July 1996
WASHINGTON, D.C. Primary infection with human herpesvirus 7 (HHV-7) may cause a highly febrile illness in childhood that may often be complicated by seizures. Little is known about the pathogen, which is relatively new, and it is unclear whether HHV-7 always causes symptomatic disease, according to Mary Caserta, MD.
Although HHV-7 is genetically different from human herpesvirus 6 (HHV-6), clinically the differences are not yet apparent. HHV-7 was first recovered from the CD4+ lymphocytes of a healthy adult in 1990, when cultured under conditions leading to T-cell activation. More isolates have been recovered by similar methods from peripheral blood mononuclear cells (PBMCs) and saliva of healthy and ill children and adults. Large serologic studies have shown widespread human infection with HHV-7, occurring as a primary infection in childhood somewhat later than HHV-6, according to Caserta.
Currently, there is no method to routinely diagnose HHV-7 and there is no specific treatment for infection. Much of what is known or suspected about the virus is based on studies of small numbers of patients that indicate that there is a range of symptoms due to HHV-7 infection, Caserta said in a study presented at the Pediatric Academic Societies' annual meeting here.
As with all human herpesviruses, HHV-7 lies dormant in the host and may reactivate later in life. "If reactivation of the virus in the central nervous system is a cause of recurrent seizures, then this information might provide an other avenue of treatment," Caserta said. Exactly how HHV-7 may manifest itself after the primary infection is unknown.
In a recent study of 560 U.S. children led by Caserta and co-authored by Caroline B. Hall, MD, of the University of Rochester School of Medicine, HHV-7 infection was identified in eight children ranging in age from 3 months to 3 years. Patients exhibited fever (mean 39.7° C), with six children (75%) also developing seizures during the acute illness. Investigators identified HHV-7 primary infection by viral isolation and seroconversion. Nested polymerase chain reaction (PCR) for HHV-6 and HHV-7 was also performed.
Because a high percentage of febrile children developed seizures, HHV-7 may be considered an important pathogen, according to Caserta.
"The findings give credibility to the fact that there are multiple viral infections during childhood," Caserta said. However, whether it was the fever or the HHV-7 infection that caused the seizures is "the million dollar question," she said.

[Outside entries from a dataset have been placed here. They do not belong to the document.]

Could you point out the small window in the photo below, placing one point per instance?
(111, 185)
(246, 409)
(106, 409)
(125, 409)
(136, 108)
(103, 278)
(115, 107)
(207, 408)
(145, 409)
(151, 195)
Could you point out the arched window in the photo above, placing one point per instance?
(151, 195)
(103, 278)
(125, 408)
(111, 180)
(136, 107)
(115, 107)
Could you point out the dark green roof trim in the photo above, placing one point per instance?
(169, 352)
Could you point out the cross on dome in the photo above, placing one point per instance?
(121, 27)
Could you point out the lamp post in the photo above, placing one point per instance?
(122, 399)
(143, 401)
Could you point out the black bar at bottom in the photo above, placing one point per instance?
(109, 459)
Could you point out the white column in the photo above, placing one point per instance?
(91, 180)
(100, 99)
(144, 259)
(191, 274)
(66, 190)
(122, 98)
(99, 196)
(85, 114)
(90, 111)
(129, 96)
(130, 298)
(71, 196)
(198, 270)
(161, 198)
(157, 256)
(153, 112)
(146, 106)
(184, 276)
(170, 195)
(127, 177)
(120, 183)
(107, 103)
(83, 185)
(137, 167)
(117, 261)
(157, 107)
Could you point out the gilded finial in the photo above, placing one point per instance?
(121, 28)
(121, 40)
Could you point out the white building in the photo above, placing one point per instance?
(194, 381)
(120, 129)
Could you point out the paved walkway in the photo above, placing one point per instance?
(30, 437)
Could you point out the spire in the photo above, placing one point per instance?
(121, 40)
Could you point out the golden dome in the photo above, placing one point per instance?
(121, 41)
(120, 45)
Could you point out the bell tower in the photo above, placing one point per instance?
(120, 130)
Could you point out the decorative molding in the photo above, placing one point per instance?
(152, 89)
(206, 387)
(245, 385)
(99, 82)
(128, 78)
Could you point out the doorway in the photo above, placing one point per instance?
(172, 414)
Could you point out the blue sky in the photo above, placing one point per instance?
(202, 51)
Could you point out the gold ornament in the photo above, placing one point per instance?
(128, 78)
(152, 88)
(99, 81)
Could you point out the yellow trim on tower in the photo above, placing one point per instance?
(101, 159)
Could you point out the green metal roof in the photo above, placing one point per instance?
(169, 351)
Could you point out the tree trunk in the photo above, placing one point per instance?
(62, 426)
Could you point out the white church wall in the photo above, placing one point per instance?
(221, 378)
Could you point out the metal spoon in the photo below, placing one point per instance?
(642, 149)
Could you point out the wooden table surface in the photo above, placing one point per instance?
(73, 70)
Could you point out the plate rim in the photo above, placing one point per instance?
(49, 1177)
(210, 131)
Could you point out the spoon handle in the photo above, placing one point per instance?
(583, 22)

Preliminary serologic studies show the appearance of both HHV-6 and HHV-7 antibodies in patients with prior HHV-6 infection. One patient in the study with positive HHV-6 serology showed a fourfold rise in HHV-6 titer in the absence of detectable viral DNA, suggesting that antibodies to both viruses may cross-react. "It is not going to be easy to diagnose HHV-7 by serology. Serologic methods are probably not going to be 100% reliable," Caserta said. It is not known if there is cross-protection from the antibodies.
Caserta also suggested that HHV-7 may lead to the reactivation of HHV-6 in vivo, or HHV-7 may simply be coincidental with reinfection with HHV-6.
HHV-7 has been linked in a small number of isolated cases to roseola, hepatitis, upper respiratory infection and other febrile illnesses. But because these reports rely on serologic evidence, "they may not accurately reflect the clinical syndrome caused by primary HHV-7 infection," she said.
Caserta stressed that although their study was too small to assess the magnitude of morbidity of HHV-7, the data may serve as a springboard for larger studies.
For more information, see:
- Caserta M, Hall C, Schnabel K, et al. Human herpesvirus-7 (HHV-7) infection in U. S. children. Abstract 996. Presented at the Pediatric Academic Societies' 1996 annual meeting, May 6-10, Washington, D.C.